Todo está sistematizado en un cúmulo de aciertos que engloban paulatinamente las buenas sensaciones que va creando una película en constante ascenso de interés, con una gratificante contención en la visualización de una trama dramatizado que defragmenta todos sus elementos para trenzar un descriptivo aditamento de suertes en una cinta llevada al entretenimiento sin pausa, que evita caer en la sobreinformación o el exceso. Todos los dispositivos operan a favor de un equilibrio espléndido entre tensión y equilibrio, pulsando las emociones en un ‘in crescendo’ que combina humor y acción con ese trasfondo cinematográfico pulsado con inteligencia y cognición y que encuentra su mejor ejemplo en un tramo final totalmente magnífico.

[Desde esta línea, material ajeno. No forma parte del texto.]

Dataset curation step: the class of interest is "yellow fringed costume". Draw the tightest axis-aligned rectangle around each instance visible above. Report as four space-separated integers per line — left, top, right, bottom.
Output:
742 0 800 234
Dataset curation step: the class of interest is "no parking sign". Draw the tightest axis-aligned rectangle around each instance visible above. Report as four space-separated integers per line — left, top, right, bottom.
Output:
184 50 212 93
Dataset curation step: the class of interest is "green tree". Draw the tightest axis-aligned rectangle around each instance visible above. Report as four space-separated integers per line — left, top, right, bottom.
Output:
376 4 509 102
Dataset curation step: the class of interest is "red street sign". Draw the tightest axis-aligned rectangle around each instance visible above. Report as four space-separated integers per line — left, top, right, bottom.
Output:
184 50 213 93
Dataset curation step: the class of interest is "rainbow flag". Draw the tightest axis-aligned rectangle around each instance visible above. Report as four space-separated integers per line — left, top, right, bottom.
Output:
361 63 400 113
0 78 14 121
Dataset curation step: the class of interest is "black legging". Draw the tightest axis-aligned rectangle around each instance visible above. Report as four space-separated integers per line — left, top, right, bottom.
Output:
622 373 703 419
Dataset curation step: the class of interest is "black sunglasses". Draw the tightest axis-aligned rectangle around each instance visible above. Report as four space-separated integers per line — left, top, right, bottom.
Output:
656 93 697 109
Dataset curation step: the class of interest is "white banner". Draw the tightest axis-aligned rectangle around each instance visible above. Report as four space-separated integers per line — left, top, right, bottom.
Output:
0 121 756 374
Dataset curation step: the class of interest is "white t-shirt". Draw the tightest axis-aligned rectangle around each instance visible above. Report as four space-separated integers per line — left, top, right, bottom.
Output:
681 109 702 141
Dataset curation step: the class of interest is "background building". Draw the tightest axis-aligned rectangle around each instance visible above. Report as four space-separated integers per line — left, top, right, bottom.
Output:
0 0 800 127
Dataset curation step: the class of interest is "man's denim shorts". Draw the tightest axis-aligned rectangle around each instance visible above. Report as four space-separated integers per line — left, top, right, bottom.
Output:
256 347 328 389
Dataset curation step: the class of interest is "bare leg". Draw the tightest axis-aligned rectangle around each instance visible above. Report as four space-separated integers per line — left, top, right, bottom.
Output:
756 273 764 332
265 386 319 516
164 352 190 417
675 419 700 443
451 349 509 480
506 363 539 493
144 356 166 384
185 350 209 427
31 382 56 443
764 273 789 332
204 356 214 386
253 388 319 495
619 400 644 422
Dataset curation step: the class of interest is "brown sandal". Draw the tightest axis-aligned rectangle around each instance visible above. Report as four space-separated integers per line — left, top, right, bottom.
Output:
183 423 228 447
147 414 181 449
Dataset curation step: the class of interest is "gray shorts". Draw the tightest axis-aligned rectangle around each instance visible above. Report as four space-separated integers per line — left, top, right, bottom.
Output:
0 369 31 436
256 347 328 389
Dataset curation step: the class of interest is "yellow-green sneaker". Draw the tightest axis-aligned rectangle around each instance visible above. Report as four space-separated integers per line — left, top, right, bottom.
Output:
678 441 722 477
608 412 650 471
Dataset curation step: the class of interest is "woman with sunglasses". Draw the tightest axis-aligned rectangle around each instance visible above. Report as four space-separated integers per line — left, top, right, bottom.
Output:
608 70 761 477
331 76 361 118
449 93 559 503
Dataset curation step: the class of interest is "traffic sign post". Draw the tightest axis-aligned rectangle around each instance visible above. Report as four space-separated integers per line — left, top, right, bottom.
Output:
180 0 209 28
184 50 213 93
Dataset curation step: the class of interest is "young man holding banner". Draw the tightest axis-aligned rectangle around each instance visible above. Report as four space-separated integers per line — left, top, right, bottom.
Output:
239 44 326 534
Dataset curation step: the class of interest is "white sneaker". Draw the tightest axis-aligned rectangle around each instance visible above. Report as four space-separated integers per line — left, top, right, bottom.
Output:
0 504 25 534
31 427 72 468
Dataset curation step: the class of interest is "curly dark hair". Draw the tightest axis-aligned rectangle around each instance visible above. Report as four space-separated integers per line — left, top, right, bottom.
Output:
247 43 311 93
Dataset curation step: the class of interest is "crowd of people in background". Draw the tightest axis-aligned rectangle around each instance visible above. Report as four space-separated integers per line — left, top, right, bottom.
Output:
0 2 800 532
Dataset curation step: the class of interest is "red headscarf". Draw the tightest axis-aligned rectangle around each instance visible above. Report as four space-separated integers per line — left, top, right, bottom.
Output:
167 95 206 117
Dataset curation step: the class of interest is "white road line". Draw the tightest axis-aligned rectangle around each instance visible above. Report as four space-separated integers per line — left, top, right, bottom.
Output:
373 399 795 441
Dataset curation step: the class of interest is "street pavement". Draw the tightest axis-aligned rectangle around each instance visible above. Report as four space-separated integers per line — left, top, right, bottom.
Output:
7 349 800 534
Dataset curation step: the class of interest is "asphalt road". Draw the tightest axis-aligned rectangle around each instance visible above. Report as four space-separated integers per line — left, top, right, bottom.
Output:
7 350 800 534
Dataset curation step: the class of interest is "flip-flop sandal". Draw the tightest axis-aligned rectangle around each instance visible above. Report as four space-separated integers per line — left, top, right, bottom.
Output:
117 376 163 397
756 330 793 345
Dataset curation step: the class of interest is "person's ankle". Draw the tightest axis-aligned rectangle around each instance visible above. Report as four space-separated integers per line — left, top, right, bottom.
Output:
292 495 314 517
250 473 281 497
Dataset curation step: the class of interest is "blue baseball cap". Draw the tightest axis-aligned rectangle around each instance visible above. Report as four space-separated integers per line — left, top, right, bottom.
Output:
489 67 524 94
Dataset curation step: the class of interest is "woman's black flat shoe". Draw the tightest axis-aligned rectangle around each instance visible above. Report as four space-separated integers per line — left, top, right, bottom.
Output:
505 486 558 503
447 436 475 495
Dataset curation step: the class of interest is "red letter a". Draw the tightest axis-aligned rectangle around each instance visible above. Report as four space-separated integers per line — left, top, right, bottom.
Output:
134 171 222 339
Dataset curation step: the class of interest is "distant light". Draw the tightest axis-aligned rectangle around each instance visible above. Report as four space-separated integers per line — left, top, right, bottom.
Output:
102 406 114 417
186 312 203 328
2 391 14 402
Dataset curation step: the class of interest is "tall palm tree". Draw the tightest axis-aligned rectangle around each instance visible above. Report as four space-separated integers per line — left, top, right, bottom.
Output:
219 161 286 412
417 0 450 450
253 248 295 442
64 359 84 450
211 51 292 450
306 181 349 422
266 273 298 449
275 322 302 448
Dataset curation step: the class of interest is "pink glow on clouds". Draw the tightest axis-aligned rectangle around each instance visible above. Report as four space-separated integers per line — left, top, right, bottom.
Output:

8. ‘Take Shelter (Take Shelter)’, de Jeff Nichols.
Jugando con la percepción real y la ficción alterada por una imaginación enfermiza o tal vez visionaria de los acontecimientos que acontecen dentro de este abrumante drama, Jeff Nichols aborda el cine apocalíptico desde un prisma intrínseco e íntimo, con el drama de un hombre que percibe truenos amenazantes, lluvias oleaginosas, pájaros muertos y un acuciante ultimátum que revierte en su condición de vástago obsesionado con la esquizofrenia de su madre, lo que le lleva a construir un refugio antinuclear en su jardín. Ello será el desencadenante de esa doble articulación que mezcla subconsciente y realidad, confundiéndolas en una espiral de simbolismos continuamente enfrentados.

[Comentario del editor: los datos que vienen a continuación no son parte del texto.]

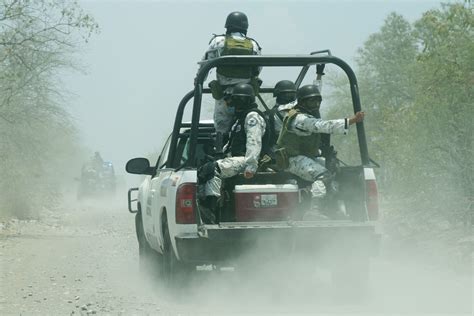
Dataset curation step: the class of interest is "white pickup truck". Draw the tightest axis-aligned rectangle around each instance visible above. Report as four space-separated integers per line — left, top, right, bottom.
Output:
126 55 379 292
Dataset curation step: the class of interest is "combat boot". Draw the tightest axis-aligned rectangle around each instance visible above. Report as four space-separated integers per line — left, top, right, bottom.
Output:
303 198 329 221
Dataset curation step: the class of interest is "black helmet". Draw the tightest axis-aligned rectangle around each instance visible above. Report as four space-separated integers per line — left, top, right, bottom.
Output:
273 80 296 97
296 84 321 101
231 83 255 112
225 11 249 33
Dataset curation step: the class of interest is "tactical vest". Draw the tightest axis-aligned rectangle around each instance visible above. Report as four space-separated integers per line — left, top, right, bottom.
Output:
217 35 256 79
277 109 321 157
229 108 271 157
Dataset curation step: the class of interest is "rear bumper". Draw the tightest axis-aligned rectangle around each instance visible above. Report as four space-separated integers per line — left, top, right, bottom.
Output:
175 221 380 264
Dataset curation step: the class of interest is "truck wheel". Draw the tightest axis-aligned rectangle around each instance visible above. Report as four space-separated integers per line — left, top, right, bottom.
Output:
161 223 189 289
331 256 370 302
135 212 154 273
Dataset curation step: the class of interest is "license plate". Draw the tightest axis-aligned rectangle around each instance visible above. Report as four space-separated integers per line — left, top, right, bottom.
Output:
260 194 278 207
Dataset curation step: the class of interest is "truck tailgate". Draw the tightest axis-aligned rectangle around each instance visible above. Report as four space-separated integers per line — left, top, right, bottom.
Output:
199 220 375 241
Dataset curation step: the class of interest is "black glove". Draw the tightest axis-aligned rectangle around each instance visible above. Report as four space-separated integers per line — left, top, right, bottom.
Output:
316 64 326 75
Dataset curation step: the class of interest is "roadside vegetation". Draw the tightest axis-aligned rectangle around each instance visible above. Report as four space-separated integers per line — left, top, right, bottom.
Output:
0 0 98 219
328 1 474 270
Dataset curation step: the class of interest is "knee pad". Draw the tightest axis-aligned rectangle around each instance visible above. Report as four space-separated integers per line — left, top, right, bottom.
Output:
197 161 219 183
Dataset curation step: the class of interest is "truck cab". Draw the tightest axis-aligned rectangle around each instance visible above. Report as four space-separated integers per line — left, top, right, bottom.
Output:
126 53 380 292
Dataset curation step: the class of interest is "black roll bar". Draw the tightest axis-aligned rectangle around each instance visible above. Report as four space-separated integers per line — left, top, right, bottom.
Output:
186 55 370 165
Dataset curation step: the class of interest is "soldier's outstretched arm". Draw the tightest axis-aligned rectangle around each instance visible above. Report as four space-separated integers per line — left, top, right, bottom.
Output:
290 114 349 135
245 112 266 174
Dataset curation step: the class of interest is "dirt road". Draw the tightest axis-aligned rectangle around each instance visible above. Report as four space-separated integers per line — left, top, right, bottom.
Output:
0 199 472 315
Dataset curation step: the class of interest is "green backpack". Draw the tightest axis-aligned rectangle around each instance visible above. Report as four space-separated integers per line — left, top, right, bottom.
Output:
217 36 257 79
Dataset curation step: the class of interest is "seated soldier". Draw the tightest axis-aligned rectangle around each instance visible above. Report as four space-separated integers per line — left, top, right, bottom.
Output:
265 64 325 143
277 85 364 220
198 83 269 223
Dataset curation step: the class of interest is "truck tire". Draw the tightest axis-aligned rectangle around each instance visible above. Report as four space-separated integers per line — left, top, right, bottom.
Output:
135 211 156 274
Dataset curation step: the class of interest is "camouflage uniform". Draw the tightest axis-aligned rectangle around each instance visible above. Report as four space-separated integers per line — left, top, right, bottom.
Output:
203 32 261 134
285 113 349 197
273 79 323 135
205 111 266 197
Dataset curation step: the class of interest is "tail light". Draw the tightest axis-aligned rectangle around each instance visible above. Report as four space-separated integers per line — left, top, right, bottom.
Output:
365 179 379 221
176 183 196 224
364 168 379 221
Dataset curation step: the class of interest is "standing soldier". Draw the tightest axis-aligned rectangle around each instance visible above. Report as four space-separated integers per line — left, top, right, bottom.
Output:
277 85 364 219
203 11 262 135
198 83 270 223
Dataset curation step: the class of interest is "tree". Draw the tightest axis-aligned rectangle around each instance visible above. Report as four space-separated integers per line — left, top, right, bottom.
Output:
0 0 98 220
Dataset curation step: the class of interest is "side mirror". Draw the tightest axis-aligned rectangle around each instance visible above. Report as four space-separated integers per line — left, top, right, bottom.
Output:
125 158 153 175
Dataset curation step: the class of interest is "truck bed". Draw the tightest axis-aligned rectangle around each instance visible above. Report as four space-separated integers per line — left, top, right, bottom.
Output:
175 220 380 263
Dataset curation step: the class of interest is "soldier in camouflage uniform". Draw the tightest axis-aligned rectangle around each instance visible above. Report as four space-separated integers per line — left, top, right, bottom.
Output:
265 64 326 142
198 83 269 222
203 12 262 134
277 85 364 219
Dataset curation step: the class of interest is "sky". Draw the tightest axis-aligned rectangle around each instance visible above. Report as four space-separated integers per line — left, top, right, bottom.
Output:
62 0 448 173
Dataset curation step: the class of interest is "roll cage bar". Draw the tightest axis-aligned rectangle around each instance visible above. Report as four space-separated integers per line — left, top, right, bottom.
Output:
166 51 371 169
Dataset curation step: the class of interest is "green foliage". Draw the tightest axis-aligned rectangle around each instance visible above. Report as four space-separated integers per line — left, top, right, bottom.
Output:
330 2 474 233
0 0 97 217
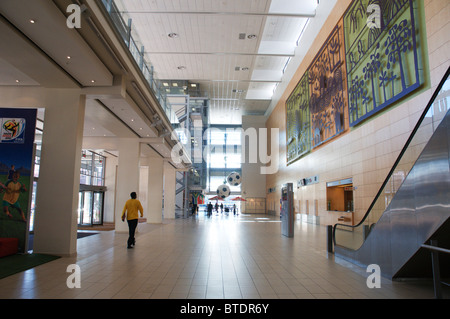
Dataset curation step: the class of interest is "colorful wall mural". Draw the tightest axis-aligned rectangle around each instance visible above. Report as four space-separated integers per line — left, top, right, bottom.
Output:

‘Take Shelter’ ejerce un poder de fascinación insano que corroe la perspectiva sobre lo que se está percibiendo, planteando dudas sin respuesta, mostrando la locura profética con sutileza, en la violenta transformación de una mentalidad que resquebraja una relación matrimonial y profesional y que impone la necesidad de creer en esa amenaza mucho más tangible que la de ese fin del mundo y que levanta la suspicacia de todos sus allegados. Una cinta excepcional con un Michael Shannon que está tremendamente hipnótico y que posee una perturbadora condición que hace que la subjetividad limite la previsibilidad, haciendo que el espectador acompañe en la percepción de esa realidad alterada por el miedo y el trastorno ante esa ceguera que parece rodearle y que no es más que esa aceptación de los males que corroen nuestra sociedad actual.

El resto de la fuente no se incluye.